Despite Kenwood making their single vineyard wines since the 1970s, expanding to a more selective process with their Six Ridges line a few years back, such as the Russian River Valley ones I tasted below, there is a more concentrated focus in finding top performing vineyards among the plethora they source from in the Sonoma area with new projects such as the first vintage of The Barn – a wine that represents the heritage of the past with the energized direction of the future. Many of you will know Kenwood’s wines as those bang for the buck ones found in your local corner stores. Of course, giving a more general taste of Sonoma County for $16 is still important to their mission of making these wines accessible to all, just like allowing the natural beauty of the area to be enjoyed by everyone, but there are a lot more hidden vineyards and attention needs to be given to expressing their brilliance instead of blending it away – that is where Zeke comes into the picture. It is no small feat to visit several vineyards (that are not so accessible) on a constant basis to find the next stars but he is up for the task.
The name and label of The Barn is an homage to Kenwood’s restored old winery which is now their tasting room that was originally established by other owners in 1906; not only did it survive the changing of various hands throughout the decades, but it has survived Prohibition, WWI, WWII, the devastating 1906 earthquake (which was their first vintage) as well as the economic collapse after this tragic event. Zeke looks towards his four best vineyards and takes the strictest selection of premium fruit from each, and then, after the various plots of wines are aged for a year, there is a final selection to create The Barn and then it continues to age – the first vintage is 2016. It was singing the day I tasted it and showed the potential of Zeke being the custodian of these vineyards.
A Coming Home
Zeke said that, in many ways, working for Kenwood was like coming back home because he grew up in the Bay area of San Francisco – just south in Daly City. He spent his summer vacations at his grandparents’ home in Sonoma and he remembers it being “paradise”. Even before he went into the wine industry, he and his wife would drive up from San Francisco and take his grandparents out for lunch and go wine tasting, and sometimes they took them to Kenwood. Again, that was before he changed paths to go into the wine world and so he feels he has come “full circle”. Sometimes we have to step away from home for a while to truly appreciate everything as it is and to cement the idea that it is every bit the paradise that our young minds remember.

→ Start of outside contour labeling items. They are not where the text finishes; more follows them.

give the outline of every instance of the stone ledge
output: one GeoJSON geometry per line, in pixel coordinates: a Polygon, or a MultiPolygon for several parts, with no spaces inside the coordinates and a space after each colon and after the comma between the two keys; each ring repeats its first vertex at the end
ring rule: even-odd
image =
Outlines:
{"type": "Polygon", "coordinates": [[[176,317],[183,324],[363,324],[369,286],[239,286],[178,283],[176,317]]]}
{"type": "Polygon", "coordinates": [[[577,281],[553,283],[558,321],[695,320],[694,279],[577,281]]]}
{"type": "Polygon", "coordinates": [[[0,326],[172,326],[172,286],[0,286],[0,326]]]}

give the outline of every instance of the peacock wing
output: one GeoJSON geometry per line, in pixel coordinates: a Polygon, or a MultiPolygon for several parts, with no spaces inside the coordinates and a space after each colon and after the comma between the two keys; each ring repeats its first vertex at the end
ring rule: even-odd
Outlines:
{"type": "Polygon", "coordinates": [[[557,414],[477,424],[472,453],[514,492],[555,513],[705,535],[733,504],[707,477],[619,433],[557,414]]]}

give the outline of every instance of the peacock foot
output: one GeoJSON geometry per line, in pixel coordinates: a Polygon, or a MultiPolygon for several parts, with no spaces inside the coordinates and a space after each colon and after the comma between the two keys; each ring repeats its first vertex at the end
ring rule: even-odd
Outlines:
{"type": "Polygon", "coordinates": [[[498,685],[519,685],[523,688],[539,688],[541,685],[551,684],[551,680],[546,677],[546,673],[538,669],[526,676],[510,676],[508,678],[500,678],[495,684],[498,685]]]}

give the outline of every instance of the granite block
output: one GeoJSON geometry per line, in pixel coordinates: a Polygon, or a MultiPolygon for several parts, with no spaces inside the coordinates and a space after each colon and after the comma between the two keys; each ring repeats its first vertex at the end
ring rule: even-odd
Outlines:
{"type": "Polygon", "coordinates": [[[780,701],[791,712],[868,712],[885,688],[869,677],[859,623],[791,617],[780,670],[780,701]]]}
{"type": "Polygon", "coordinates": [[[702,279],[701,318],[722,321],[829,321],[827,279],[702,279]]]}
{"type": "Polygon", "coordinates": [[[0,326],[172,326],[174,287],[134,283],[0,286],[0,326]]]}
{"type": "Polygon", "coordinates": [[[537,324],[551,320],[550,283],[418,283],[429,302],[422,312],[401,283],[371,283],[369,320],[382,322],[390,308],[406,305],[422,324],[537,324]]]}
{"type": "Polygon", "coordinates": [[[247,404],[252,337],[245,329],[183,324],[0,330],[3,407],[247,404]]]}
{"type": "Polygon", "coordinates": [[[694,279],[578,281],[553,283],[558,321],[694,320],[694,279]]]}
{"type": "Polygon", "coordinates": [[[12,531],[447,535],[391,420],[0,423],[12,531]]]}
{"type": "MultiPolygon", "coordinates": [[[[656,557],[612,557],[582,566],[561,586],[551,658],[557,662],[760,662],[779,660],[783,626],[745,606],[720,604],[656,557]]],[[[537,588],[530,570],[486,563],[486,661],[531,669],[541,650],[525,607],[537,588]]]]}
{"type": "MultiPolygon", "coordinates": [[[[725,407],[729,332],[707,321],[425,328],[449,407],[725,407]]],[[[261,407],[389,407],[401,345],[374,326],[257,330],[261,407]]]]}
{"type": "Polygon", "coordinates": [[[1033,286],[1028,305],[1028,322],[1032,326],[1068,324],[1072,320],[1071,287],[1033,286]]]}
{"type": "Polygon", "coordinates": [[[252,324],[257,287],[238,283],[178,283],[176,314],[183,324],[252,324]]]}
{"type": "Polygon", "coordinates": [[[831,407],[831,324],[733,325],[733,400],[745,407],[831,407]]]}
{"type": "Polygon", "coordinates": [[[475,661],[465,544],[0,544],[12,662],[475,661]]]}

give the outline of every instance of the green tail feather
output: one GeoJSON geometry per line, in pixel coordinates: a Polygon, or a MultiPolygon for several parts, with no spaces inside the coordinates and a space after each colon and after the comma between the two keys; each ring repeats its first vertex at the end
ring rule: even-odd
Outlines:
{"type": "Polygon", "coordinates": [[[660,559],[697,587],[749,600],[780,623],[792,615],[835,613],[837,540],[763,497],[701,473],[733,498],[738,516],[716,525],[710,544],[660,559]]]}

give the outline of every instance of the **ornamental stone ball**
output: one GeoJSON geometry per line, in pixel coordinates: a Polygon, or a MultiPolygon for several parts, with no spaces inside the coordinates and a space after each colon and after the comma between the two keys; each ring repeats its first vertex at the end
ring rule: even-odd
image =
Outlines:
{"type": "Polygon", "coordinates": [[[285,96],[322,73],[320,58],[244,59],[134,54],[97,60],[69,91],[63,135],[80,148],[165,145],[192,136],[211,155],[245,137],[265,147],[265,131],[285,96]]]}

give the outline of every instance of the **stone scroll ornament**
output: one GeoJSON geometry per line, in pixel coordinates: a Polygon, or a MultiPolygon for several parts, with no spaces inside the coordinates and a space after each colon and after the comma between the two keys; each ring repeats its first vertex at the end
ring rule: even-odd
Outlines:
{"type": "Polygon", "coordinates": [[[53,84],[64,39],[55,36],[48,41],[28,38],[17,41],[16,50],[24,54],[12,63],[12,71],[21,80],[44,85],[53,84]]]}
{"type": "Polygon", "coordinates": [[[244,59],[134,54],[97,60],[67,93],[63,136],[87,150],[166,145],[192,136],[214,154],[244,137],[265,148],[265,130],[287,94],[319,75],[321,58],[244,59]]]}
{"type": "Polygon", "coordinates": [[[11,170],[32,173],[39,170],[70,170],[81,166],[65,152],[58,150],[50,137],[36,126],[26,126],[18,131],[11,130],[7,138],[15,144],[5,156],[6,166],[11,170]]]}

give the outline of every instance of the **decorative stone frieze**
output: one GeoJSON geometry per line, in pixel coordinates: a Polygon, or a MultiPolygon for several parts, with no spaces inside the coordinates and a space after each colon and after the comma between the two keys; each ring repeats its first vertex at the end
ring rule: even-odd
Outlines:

***Photo Credits for First and Third Pictures Above Belong to Kenwood Vineyards
Kenwood Vineyards Tasting on March 12, 2019 with Winemaker, Zeke Neeley
–2017 Six Ridges, Chardonnay, Russian River Valley: 100% Chardonnay. This wine only has around 25-30% new oak (French and Hungarian) as what he is shooting for is to showcase the fruit with only partial malolactic and some battonage for body. It was a pretty wine with elegant white peach and a hint of spice and white flowers that was slightly creamy yet invigorating on the palate as well.
–2016 Six Ridges, Pinot Noir, Russian River Valley: 100% Pinot Noir. This is a blend from selected vineyards that displays different aspects of Russian River Pinot like the above Chardonnay; some linear and tart and others lush and fruity to create a multilayered wine. This wine had a rich concentration with strawberry reduction balanced with dried sage and a brightly flavorful finish.

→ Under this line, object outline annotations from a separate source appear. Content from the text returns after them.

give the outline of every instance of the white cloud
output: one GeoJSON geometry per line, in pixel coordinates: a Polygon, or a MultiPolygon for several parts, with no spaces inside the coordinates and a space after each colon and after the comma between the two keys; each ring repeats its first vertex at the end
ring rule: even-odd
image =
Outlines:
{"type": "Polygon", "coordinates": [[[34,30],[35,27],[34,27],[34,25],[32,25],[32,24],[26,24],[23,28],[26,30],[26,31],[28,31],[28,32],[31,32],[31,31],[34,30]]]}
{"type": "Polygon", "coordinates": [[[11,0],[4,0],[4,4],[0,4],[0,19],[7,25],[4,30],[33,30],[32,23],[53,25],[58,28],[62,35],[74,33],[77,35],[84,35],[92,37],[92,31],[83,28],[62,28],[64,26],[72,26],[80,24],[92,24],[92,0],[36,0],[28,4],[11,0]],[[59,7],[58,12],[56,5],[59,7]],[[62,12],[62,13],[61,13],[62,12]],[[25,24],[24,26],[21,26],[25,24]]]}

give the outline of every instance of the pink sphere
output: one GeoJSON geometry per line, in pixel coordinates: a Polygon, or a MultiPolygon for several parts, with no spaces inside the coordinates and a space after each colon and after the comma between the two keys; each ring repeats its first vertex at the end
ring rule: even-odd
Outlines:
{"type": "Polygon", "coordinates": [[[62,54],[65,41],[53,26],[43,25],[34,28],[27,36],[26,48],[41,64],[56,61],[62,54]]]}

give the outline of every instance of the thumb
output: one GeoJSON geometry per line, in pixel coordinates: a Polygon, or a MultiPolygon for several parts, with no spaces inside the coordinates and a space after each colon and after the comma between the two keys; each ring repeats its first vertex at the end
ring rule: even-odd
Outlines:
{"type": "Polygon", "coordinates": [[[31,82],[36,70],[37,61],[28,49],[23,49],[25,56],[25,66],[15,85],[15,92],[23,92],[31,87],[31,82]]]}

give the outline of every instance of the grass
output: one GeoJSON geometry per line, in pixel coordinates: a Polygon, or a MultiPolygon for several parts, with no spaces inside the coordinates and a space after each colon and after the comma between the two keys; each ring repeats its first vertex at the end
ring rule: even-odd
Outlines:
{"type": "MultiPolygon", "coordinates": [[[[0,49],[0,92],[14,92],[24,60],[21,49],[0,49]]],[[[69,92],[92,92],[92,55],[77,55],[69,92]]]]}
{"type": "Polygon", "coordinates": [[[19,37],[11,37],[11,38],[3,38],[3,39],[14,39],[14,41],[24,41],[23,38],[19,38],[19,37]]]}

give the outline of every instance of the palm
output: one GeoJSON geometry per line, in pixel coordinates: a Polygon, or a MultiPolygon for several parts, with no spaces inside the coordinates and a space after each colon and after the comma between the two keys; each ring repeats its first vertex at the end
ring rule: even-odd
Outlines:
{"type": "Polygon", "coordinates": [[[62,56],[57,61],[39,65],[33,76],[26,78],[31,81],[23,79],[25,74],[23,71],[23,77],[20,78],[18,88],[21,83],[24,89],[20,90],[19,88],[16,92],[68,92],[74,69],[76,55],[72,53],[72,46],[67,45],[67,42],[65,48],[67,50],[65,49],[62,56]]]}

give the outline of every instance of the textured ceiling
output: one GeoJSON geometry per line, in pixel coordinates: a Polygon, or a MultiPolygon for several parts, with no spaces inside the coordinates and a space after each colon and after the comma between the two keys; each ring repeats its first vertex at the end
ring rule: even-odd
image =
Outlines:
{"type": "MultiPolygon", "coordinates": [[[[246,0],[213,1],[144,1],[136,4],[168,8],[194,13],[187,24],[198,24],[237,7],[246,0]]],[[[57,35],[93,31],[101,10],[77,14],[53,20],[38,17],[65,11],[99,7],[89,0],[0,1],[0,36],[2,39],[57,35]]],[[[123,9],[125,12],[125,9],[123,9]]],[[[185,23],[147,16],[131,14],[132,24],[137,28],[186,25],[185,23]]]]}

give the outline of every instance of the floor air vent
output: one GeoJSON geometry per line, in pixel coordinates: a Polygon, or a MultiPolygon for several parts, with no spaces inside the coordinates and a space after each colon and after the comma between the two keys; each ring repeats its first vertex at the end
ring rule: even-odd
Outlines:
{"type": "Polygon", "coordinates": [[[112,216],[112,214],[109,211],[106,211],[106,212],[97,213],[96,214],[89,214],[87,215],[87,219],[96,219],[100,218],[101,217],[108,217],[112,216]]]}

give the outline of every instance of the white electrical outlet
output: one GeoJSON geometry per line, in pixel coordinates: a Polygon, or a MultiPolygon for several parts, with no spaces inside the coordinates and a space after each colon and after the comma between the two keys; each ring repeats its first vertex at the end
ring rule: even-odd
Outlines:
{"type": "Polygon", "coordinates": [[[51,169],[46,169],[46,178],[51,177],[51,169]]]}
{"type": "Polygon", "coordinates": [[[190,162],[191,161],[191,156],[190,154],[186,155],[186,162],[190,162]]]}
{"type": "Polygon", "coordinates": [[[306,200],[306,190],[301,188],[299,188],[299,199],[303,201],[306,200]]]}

–2015 Single Vineyard Santa Nella, Pinot Noir, Russian River Valley: 100% Pinot Noir. This single vineyard had more vibrant fruit with fresh cranberries and black cherries that had a thrilling energy with a touch more tension; it had complex aromas on the finish with anise seed and a stony minerality.
-2016 The Barn: 100% Pinot Noir. This bottle had only been opened for 30 minutes (kept in the bottle) and it was singing from the start – remarkable. Zeke sources from four of his best vineyards and takes the top selection from each, and then, after a year of aging, he makes the final selection and it goes back to aging some more. The Barn is on another level with an incredible richness of cherry pie, cocoa powder and pressed lilacs with baking spice that had an extra layer of hints of forest floor and wild morels.